Le dessinateur Franck Biancarelli, grand amateur de ces Sunday pages, malgré leurs intrigues très convenues, a persuadé Lewis Trondheim, qui est loin d’être le dernier à se lancer dans des expérimentations, d’utiliser le procédé afin de raconter une histoire complète en album. En dehors des contraintes des premières et dernières cases, inutiles dans le cadre d’une publication en album, le scénariste s’est appliqué à respecter l’aspect formel et, pour cela, à développer son récit pour qu’il épouse les codes des Sunday Pages.
© Green Witch Village – Trondheim/Biancarelli – Le Lombard, 2025
Une planche, un épisode
Ainsi, l’histoire avance vite, faite de très courts épisodes centrés sur l’intrigue nucléaire ou sur la protagoniste et son désir de compréhension. Bien sûr, ce rythme ne permet que peu de construction des personnages mais ceux-ci paraissent tellement familiers, dans leur écriture très classique, que toutes leurs réactions deviennent logiques. Emily/Tabatha, par son anachronisme et ses sarcasmes modernes, notamment ses répliques lorsqu’elle se sent atteinte par les remarques misogynes qui la ciblent, devient très rapidement attachante.

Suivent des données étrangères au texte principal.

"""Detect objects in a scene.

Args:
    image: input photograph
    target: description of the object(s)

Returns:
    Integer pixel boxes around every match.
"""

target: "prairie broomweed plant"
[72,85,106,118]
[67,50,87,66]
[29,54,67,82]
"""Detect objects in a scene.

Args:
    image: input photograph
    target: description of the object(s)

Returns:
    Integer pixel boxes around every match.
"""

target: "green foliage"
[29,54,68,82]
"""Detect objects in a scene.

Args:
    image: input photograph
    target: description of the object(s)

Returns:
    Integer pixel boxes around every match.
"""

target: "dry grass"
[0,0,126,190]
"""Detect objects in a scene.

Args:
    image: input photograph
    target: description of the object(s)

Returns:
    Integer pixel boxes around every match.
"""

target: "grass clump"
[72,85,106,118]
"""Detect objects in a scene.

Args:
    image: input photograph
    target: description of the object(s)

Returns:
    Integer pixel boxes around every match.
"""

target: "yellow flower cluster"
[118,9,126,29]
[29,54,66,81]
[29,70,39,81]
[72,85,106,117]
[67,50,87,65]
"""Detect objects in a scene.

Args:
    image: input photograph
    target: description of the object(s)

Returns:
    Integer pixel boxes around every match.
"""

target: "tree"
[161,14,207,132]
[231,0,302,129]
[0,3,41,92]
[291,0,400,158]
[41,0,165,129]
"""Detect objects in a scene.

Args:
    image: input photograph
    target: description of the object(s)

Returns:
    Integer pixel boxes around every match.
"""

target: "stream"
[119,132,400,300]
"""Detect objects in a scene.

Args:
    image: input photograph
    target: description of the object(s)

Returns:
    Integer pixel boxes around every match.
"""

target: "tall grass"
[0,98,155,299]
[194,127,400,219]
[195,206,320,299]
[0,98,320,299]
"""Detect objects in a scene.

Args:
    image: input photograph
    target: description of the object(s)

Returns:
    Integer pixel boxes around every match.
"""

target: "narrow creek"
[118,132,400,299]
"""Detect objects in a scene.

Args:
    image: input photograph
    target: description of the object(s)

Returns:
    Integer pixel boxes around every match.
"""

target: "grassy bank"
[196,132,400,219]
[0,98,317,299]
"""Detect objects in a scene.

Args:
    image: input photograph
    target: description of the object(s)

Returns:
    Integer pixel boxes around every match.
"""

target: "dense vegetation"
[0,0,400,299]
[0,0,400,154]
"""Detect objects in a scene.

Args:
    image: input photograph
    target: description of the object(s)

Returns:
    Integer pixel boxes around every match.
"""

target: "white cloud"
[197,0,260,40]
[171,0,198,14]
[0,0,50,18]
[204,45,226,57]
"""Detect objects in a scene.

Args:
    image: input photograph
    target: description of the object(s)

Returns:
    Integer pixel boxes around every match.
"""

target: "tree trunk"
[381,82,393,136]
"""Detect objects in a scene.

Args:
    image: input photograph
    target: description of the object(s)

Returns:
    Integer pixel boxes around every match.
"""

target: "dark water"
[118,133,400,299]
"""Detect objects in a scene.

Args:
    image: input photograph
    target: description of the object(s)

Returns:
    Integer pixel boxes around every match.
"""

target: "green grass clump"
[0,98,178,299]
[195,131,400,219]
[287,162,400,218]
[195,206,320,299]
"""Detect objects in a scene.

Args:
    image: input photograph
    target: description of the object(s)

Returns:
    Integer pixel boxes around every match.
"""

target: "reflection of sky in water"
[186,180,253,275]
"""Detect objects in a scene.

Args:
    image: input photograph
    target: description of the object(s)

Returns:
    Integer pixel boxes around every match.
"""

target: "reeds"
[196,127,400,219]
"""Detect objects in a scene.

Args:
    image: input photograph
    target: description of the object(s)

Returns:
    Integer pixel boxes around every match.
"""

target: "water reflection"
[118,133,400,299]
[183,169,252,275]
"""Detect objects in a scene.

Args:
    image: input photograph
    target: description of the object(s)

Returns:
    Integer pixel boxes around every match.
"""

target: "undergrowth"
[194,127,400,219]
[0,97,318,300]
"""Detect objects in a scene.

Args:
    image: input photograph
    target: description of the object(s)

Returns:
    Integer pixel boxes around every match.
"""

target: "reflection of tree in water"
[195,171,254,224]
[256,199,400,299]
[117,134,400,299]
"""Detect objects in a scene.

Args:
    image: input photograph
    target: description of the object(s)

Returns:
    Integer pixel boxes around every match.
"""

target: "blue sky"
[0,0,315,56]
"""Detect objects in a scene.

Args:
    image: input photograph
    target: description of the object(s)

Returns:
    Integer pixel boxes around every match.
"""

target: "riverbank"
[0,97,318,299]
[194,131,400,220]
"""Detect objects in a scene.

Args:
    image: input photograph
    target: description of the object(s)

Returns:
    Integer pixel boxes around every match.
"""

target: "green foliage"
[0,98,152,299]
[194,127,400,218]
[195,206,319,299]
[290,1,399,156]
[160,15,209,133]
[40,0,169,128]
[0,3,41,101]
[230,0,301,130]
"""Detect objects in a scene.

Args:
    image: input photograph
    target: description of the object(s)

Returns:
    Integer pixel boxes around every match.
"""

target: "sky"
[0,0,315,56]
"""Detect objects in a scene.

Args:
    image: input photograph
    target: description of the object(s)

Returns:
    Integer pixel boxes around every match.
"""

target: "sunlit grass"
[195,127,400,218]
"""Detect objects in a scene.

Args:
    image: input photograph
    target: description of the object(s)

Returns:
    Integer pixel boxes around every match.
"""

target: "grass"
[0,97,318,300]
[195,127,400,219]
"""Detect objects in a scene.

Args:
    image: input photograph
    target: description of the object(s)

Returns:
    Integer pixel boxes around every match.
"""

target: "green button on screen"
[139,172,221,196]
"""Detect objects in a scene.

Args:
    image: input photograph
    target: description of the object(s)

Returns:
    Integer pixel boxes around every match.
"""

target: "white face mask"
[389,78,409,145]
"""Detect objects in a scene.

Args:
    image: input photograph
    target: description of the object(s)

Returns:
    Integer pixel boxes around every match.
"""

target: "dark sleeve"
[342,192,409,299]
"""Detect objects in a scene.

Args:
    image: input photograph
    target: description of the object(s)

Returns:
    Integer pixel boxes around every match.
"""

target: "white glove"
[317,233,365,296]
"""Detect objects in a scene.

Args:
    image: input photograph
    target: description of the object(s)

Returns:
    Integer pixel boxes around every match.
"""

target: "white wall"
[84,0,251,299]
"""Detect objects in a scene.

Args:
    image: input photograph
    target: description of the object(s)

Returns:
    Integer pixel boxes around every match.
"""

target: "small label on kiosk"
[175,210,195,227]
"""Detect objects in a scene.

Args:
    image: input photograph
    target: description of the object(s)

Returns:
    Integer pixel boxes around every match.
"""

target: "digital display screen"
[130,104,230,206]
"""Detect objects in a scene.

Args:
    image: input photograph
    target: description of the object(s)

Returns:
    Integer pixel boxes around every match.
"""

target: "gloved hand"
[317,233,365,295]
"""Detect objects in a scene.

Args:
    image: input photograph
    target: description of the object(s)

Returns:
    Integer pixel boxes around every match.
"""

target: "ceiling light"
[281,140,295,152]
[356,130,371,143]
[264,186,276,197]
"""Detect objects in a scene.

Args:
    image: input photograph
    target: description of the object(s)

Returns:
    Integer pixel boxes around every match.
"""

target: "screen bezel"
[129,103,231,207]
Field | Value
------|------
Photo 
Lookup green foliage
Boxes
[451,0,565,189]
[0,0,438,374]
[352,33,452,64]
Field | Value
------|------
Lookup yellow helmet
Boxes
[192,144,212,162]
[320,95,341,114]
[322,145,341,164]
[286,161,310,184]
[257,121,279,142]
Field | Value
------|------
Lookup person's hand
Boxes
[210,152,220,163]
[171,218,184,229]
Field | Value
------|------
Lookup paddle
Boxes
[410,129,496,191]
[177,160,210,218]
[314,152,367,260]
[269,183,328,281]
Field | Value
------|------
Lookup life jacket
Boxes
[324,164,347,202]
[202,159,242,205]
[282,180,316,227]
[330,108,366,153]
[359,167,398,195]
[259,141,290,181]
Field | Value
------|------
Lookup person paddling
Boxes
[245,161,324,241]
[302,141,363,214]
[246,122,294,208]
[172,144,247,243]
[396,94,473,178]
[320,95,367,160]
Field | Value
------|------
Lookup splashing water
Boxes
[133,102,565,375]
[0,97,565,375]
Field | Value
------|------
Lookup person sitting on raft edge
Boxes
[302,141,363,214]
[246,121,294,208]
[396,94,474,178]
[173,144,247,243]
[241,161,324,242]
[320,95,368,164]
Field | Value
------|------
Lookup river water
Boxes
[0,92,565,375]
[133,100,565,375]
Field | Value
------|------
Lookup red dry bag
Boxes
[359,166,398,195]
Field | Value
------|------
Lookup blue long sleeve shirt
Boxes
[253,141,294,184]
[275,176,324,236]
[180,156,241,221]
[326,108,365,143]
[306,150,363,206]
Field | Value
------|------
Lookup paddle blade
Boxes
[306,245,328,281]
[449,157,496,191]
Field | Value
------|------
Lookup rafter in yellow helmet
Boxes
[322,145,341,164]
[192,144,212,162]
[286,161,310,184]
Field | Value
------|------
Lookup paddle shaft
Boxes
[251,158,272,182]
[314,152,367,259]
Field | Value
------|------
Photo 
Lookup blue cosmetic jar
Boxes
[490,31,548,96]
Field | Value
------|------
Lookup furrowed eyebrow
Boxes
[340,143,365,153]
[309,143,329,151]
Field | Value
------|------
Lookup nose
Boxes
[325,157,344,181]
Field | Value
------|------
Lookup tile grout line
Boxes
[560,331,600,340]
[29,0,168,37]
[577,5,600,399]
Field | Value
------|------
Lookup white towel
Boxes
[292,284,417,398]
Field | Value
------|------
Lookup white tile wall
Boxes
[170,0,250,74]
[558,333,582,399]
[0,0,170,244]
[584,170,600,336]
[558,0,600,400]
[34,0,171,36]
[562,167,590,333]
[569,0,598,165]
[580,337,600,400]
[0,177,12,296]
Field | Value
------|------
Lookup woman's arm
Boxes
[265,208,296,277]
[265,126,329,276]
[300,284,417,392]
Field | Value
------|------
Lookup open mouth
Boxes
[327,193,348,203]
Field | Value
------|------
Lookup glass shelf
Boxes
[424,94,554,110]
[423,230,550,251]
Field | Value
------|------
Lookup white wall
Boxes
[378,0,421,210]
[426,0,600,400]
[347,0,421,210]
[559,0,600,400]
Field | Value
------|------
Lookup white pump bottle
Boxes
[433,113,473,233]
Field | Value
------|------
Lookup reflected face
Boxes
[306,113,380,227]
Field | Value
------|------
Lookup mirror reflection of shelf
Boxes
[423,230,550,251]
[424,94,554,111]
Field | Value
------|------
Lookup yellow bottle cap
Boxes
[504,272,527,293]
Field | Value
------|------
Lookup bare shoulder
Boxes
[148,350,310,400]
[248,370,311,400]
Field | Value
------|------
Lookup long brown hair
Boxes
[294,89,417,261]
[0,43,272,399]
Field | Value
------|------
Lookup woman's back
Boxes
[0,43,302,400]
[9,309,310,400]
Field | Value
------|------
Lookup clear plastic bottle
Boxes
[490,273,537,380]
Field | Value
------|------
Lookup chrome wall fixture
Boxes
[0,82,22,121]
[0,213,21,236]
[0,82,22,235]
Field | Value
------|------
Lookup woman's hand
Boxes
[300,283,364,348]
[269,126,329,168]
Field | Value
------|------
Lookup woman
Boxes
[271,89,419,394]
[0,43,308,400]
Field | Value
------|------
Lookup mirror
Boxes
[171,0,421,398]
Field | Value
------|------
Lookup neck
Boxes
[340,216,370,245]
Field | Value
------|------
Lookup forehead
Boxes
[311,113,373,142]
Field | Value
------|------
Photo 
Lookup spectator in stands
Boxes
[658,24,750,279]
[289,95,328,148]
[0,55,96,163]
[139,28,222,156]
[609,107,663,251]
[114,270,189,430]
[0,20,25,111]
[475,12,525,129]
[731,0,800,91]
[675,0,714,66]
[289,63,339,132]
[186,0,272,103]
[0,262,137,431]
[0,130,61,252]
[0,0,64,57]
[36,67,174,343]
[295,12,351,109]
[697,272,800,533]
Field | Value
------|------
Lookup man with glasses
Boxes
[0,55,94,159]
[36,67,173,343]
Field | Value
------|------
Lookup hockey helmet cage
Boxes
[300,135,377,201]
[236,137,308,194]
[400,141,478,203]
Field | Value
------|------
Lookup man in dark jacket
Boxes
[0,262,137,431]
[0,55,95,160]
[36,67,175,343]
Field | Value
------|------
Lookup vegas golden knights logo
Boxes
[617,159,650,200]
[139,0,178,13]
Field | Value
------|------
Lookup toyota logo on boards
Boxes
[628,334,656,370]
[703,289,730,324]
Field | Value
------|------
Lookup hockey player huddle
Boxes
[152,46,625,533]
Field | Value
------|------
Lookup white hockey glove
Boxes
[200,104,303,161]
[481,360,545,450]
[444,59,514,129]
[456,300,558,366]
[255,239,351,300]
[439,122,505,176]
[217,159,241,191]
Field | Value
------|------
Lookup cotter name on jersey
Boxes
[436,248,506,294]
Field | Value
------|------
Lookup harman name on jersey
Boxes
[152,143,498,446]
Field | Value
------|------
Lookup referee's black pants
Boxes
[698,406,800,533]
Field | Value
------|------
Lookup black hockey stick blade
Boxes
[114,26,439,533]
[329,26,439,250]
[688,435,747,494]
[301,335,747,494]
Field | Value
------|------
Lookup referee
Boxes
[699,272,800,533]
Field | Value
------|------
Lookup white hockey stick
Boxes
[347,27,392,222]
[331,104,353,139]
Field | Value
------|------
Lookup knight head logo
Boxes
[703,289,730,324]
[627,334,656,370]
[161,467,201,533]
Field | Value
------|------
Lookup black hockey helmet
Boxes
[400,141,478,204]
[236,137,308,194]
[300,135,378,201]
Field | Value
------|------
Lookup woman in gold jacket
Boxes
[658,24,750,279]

Si Lewis Trondheim modernise le côté très patriarcal des Sunday Pages, dans lesquelles les femmes désiraient surtout faire un bon mariage, il s’inspire plus du cinéma américain des années 1950, l’âge d’or d’une certaine Audrey Hepburn. Non seulement Tabatha ressemble physiquement à l’immense actrice, mais le scénariste retrouve le ton gentiment vintage de ses films les plus célèbres, avec un début de romance mignonne, des longues balades dialoguées dans les rues ou les parcs new yorkais….
© Green Witch Village – Trondheim/Biancarelli – Le Lombard, 2025
Ma sorcière trop bien aimée
Face à la désuétude apparente de l’album, la modernité d’Emily permet de montrer efficacement et rapidement le monde de 1959, d’en souligner les abus – notamment misogynes – les craintes – le nucléaire et la guerre froide en tête – mais aussi de s’en amuser, en créant des situations décalées : alors que la galanterie abusive étonne la protagoniste, elle ne peut qu’être choquée par le comportement grossier de l’argent artistique qui n’hésite pas à taper les fesses de ses actrices, pour les « valoriser » et qu’elles croient être « séduisantes », ou de l’agent de la CIA qui insiste pour que Tabatha couche avec le russe afin d’obtenir des informations.
Le second aspect plus moderne du récit par rapport aux Sunday Pages, c’est bien sûr l’intrusion du fantastique comme élément déclencheur de l’intrigue. L’apparition de l’esprit d’Emily dans le corps de Tabatha ne sera jamais expliquée par Lewis Trondheim, il faudra se contenter de l’allusion faite au témoignage de deux anglaises qui, se promenant au début du XXe siècle dans les jardins de Versailles ont soudainement eu la vision, très détaillée, du même endroit à l’époque de Louis XVI, comme si elles y étaient elles-mêmes présentes. Cette absence de raison n’est, toutefois, en rien une gêne à l’appréciation de l’album, grâce au talent de conteur de Lewis Trondheim qui fait accepter cette bizarrerie très facilement au lecteur, ainsi qu’à son héroïne.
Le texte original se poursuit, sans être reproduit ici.